京都・清水寺に、阿弖流為・母禮の顕彰碑がある。この顕彰碑は、関西在住の岩手県立水沢商業高校の出身者の集い「関西水沢同郷会」の活動が発端となり、1994年(平成6年)に建立。顕彰碑の前で毎年11月に、阿弖流為・母禮の法要を執り行っているという。その法要に「仙北街道を語る会」の皆さんに参加してほしい旨の誘いがあり、金ケ崎(出身)のお二人が参加した。その席で、和賀さんからぜひ「仙北街道を語る会」の皆さんにお会いしたいと言われたそうである。
5月下旬、和賀さんをお招きし、上野(御徒町駅前)の居酒屋で懇親会を催した。簡単な自己紹介の後、和賀さんに「関西阿弖流為・母禮の会」の活動状況を語っていただいた。阿弖流為・母禮とは?何せ書物でしか知り得ぬ歴史人物。にわか勉強をして臨んだのではあるが。歴史を辿る岩手の友人たちの探求に感心することしきり。故郷に伝わる英雄の誇りは、語る方も聞く方もいやが応にも力がこもる。歴史を身近に感じさせてくれる楽しいひと時であった。

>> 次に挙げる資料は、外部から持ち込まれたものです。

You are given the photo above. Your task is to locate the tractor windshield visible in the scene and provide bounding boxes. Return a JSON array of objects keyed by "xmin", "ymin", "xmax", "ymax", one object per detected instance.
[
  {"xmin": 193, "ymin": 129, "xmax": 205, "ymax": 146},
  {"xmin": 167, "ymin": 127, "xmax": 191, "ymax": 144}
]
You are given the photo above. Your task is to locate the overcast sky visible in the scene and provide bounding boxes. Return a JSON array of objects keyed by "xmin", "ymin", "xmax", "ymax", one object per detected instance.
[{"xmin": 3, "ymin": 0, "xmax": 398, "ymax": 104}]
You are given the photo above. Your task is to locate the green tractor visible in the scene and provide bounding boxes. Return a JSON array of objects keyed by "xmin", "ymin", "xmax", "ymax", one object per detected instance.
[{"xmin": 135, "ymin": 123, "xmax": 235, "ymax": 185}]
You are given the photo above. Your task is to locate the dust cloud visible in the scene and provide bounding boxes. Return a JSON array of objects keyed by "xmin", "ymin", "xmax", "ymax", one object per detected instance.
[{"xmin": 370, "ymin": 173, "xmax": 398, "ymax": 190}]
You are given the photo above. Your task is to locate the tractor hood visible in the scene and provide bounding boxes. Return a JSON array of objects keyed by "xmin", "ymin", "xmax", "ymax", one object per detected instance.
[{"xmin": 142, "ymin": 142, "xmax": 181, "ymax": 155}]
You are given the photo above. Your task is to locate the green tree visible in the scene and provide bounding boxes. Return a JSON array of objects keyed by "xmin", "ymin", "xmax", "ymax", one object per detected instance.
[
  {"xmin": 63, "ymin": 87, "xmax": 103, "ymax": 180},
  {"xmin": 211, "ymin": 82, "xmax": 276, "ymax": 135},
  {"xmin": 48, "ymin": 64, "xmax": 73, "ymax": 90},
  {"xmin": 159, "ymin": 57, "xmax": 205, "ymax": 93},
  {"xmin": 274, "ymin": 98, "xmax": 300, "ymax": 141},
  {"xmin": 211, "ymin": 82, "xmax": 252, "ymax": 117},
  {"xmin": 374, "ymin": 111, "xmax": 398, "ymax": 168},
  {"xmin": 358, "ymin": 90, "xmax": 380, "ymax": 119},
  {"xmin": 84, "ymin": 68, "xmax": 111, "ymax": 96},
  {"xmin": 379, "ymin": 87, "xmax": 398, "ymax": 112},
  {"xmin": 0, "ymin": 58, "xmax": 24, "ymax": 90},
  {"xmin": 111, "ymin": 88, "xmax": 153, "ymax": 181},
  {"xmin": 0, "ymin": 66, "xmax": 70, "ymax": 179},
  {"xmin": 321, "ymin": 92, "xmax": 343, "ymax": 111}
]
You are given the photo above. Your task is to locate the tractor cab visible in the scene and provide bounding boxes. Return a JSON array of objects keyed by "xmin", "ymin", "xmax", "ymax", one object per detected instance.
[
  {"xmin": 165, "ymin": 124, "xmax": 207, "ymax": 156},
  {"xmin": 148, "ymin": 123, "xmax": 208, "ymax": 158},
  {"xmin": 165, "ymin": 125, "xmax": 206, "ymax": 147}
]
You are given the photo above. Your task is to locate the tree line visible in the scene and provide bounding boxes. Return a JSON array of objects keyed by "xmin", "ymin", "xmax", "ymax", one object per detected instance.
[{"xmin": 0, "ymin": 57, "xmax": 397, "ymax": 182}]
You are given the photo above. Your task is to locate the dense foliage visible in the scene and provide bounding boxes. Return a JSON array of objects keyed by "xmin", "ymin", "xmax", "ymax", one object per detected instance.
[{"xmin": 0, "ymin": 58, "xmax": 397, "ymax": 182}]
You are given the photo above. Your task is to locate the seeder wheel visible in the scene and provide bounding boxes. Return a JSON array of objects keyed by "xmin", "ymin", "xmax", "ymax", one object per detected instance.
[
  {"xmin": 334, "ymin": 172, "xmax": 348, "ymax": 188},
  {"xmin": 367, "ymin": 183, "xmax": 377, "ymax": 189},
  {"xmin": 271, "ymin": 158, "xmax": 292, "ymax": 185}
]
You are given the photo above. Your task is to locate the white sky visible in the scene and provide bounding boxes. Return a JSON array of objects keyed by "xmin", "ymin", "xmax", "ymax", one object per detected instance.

〝その時代の人物や歴史的背景を学び、故郷の歴史・文化を知る〞「語る会」が目的とする一つである。「この地で」という歴史のキーワード。「仙北道」の歴史・文化を共有する県境を挟む友人たち。お互いの故郷を語り合いながら、歴史を深堀りしていきたいと思う。
※1:8世紀末から9世紀初頭に、陸奥国・胆沢(現在の奥州市)に権勢を誇った蝦夷(えみし)の族長。朝廷と戦った蝦夷の頭領(アテルイ)と副将(モレ)をいう。